Trudno jest na ogół naszym orkiestrom osiągnąć maestrię wykonań dorównującą wzorcowym nagraniom płytowym słynnych utworów muzycznych. Dla teatru takim konkurentem, punktem powszechnego odniesienia, stają się znakomite przedstawienia telewizyjne, do których zaangażować można najlepsze siły aktorskie polskiej sceny. Może wiec zbyt wiele obiecywaliśmy sobie po "Trzech siostrach" w Teatrze Współczesnym Anno Domini 1985?
A może nie należało sięgać po Czechowa w teatrze o ustalonym wprawdzie zespołowym poziomie, ale bez wystarczającej liczby indywidualności aktorskich, jakich oczekiwalibyśmy dzisiaj w sztuce Czechowa nawet na drugim planie? Aktorzy z Mokotowskiej grają swoje "partie" w tych "Trzech siostrach" jak umieją najrzetelniej, czasem nawet z talentem. Ale różne są to przecież "instrumenty", że użyję przenośni Mai Komorowskiej. Nie zawsze też udaje się im osiągnąć owo "specjalne zgranie", choć są przecież wśród nich niekwestionowani wirtuozi.
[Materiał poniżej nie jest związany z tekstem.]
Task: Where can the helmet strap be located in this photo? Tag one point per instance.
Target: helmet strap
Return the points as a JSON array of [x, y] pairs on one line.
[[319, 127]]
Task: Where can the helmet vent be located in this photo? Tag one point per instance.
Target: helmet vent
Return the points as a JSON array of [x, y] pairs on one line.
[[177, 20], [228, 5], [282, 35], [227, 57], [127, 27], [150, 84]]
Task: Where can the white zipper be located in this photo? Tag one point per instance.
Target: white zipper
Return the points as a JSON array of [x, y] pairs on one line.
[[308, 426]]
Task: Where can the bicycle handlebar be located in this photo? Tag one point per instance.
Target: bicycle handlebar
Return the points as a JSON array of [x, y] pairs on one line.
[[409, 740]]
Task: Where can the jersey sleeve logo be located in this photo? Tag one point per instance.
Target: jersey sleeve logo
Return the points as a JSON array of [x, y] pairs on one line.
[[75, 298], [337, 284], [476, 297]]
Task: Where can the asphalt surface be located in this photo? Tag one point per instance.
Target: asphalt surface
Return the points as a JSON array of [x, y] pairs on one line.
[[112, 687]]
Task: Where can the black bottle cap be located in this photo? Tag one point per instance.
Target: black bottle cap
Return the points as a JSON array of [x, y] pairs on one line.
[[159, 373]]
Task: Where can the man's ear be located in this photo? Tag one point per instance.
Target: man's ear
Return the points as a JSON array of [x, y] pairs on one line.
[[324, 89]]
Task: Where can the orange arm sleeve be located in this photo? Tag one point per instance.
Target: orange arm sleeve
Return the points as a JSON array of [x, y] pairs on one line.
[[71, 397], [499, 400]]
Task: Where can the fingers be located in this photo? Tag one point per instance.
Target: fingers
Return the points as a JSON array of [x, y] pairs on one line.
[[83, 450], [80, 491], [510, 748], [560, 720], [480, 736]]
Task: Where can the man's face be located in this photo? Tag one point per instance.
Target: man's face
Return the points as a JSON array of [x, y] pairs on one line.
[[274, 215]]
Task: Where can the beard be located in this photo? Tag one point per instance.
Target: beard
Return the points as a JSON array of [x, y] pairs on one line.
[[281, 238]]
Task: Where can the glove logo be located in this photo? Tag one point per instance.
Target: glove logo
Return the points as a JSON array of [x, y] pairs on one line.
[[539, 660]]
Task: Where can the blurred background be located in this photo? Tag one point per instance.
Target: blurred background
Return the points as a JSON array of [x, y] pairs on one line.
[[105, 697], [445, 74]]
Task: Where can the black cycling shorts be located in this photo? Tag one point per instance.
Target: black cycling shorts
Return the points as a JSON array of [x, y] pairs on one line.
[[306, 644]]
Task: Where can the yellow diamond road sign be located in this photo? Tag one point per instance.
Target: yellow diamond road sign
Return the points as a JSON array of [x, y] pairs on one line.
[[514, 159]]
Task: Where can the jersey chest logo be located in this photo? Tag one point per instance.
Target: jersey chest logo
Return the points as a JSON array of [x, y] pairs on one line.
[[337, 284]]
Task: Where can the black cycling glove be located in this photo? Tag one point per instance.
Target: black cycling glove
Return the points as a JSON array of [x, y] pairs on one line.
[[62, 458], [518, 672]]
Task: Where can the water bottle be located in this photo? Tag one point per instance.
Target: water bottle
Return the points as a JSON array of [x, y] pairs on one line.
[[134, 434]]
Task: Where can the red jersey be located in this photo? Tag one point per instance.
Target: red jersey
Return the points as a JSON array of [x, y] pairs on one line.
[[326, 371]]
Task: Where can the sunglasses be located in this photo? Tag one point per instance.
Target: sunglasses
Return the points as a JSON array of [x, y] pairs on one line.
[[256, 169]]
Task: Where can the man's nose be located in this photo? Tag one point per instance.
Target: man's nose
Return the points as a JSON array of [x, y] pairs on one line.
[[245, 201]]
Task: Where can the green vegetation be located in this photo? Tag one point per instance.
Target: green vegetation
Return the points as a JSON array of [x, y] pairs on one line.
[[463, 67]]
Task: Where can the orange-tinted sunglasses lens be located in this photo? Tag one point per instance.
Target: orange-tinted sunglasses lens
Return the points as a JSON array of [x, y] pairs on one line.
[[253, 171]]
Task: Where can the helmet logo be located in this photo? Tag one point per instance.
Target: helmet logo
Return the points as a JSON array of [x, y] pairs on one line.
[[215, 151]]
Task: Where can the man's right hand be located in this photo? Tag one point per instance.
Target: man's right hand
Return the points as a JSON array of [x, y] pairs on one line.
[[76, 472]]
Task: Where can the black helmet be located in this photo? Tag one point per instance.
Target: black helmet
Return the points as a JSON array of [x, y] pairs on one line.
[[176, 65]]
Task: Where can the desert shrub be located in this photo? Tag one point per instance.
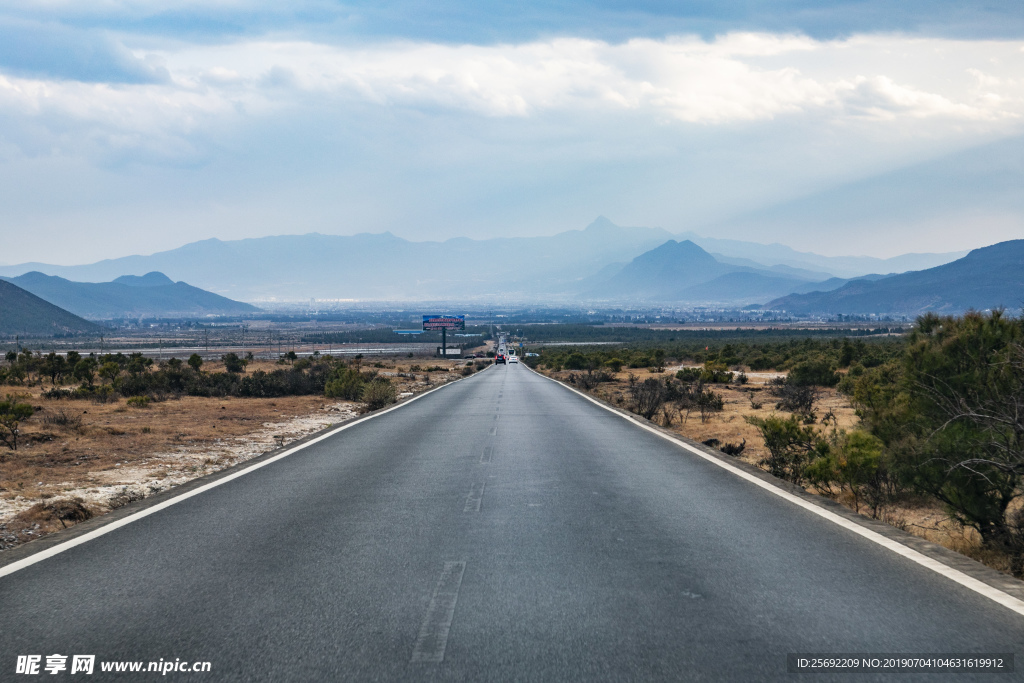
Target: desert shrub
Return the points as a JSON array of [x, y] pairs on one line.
[[64, 420], [792, 446], [795, 398], [68, 510], [733, 449], [851, 463], [589, 379], [123, 498], [816, 372], [345, 383], [708, 402], [646, 396], [12, 414], [233, 364], [688, 374], [379, 392]]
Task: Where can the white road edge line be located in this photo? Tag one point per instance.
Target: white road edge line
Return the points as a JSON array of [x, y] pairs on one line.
[[964, 580], [107, 528]]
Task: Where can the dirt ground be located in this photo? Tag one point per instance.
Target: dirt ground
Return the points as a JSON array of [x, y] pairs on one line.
[[105, 455], [922, 517]]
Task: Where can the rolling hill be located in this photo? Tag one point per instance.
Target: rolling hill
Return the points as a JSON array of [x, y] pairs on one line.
[[987, 278], [153, 295], [24, 313], [683, 272]]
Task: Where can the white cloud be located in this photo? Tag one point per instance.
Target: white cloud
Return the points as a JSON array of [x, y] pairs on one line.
[[735, 78]]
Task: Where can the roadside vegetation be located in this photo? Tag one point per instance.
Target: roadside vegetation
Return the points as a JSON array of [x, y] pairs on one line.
[[897, 428], [83, 434]]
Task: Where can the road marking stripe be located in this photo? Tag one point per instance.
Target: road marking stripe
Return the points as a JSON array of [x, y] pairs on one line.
[[107, 528], [964, 580], [432, 640], [474, 499]]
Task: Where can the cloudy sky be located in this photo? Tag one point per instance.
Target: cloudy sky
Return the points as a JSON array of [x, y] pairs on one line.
[[852, 127]]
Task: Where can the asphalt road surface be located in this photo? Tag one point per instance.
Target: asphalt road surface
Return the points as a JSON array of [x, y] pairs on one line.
[[499, 528]]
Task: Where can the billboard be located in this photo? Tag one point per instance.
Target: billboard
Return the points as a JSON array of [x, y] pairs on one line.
[[443, 322]]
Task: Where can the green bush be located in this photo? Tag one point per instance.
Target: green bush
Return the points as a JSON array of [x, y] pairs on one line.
[[345, 383], [379, 393], [138, 401], [12, 413]]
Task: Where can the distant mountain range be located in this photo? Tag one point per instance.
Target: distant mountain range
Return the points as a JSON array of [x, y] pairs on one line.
[[682, 271], [557, 268], [152, 295], [985, 279], [24, 313], [734, 251]]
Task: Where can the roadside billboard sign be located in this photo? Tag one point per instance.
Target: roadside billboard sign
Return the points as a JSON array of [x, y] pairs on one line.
[[443, 322]]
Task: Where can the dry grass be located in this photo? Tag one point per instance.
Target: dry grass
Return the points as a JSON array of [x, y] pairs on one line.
[[923, 517], [103, 455]]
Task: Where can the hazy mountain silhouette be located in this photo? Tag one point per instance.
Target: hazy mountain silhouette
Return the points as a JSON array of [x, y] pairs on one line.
[[24, 313], [382, 266], [987, 278], [683, 272], [153, 295]]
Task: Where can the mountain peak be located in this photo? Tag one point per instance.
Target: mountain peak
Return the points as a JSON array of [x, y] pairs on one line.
[[155, 279]]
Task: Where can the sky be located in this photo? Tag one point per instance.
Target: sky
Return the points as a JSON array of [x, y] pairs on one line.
[[860, 127]]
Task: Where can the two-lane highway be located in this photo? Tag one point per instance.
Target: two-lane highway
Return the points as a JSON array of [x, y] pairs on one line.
[[499, 528]]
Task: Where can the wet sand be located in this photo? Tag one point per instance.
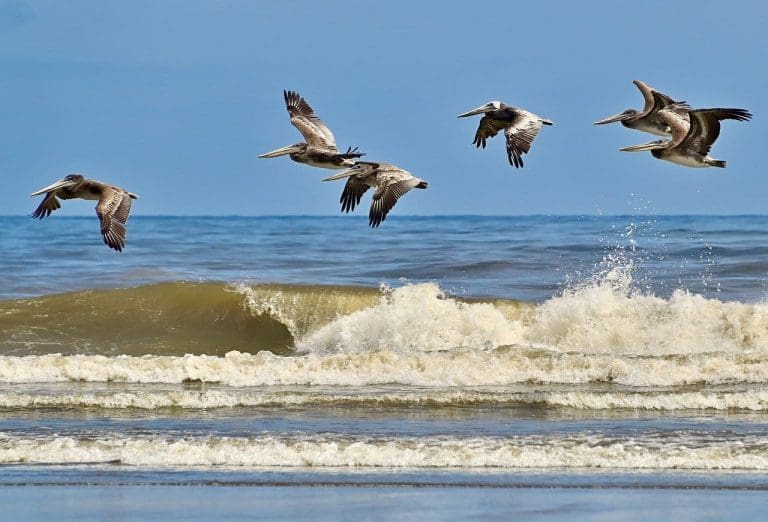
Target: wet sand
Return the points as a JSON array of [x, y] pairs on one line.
[[148, 503]]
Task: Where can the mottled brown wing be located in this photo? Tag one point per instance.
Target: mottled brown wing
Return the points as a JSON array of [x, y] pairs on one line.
[[520, 136], [352, 194], [47, 206], [679, 124], [488, 128], [315, 132], [113, 209], [385, 197], [705, 126]]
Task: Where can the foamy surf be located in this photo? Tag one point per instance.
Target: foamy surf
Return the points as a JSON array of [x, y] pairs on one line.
[[501, 367], [681, 451], [153, 398]]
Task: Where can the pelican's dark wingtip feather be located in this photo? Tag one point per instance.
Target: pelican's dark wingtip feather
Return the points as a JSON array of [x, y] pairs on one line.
[[296, 104], [739, 114], [351, 153]]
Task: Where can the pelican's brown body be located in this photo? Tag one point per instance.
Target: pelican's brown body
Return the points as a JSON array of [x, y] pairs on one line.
[[320, 148], [648, 119], [113, 207], [520, 128], [692, 137]]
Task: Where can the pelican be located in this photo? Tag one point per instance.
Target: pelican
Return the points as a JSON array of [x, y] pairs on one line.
[[648, 119], [113, 207], [320, 149], [520, 128], [390, 182], [691, 139]]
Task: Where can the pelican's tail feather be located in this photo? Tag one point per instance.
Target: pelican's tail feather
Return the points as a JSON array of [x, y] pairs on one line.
[[716, 163]]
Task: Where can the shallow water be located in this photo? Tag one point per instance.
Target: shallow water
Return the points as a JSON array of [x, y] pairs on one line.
[[625, 352]]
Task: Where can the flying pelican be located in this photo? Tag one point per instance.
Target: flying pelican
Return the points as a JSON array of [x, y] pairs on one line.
[[112, 209], [320, 149], [520, 128], [691, 141], [648, 119], [390, 182]]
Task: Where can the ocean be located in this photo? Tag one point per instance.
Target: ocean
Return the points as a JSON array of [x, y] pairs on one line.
[[514, 362]]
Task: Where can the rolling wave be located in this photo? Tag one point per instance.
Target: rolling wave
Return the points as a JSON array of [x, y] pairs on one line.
[[677, 450], [263, 335]]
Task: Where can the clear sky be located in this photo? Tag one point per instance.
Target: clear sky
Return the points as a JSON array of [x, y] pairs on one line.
[[175, 100]]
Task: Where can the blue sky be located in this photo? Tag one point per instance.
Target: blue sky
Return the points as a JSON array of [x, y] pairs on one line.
[[176, 99]]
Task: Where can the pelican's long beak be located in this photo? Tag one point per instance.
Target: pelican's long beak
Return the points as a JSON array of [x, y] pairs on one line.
[[658, 144], [610, 119], [479, 110], [343, 174], [62, 183], [282, 151]]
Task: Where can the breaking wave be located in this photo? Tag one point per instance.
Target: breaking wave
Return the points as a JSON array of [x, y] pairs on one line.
[[262, 335]]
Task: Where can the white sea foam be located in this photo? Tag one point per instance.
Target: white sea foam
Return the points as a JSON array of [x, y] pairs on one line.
[[605, 317], [415, 335], [415, 318], [466, 367], [750, 400], [676, 451]]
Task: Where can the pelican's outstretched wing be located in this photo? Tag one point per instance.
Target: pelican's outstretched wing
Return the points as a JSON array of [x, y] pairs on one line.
[[520, 136], [705, 127], [352, 194], [315, 132], [47, 206], [391, 186], [488, 128], [113, 209]]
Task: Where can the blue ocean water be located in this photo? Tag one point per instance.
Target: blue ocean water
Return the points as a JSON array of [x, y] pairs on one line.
[[615, 351], [528, 258]]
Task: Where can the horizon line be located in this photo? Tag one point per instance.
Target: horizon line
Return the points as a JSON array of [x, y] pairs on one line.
[[643, 214]]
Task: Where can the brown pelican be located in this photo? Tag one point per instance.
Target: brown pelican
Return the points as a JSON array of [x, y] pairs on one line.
[[320, 149], [693, 138], [112, 209], [390, 182], [648, 119], [520, 128]]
Błyszczy więc co pewien czas w tym wykonaniu jakieś niewielkie "solo": Natalia Agnieszki Kotulanki, Czebutykin Czesława Wołłejki, Tuzenbach Krzysztofa Wakulińskiego, aż po epizody Fieraponta (Henryk Borowski) i Anfisy (Antonina Gordon-Górecka). Mają też swoje ładne momenty główni wykonawcy: Marta Lipińska jako Masza, debiutująca Katarzyna Figura jako Irina i Adam Ferency w roli Andrzeja. Ale w mojej pamięci pozostała po przedstawieniu przede wszystkim jednak Olga Mai Komorowskiej. Ona jedna słyszy naprawdę, czuje doskonale i gra przejmująco tę wielką "muzykę" Czechowa.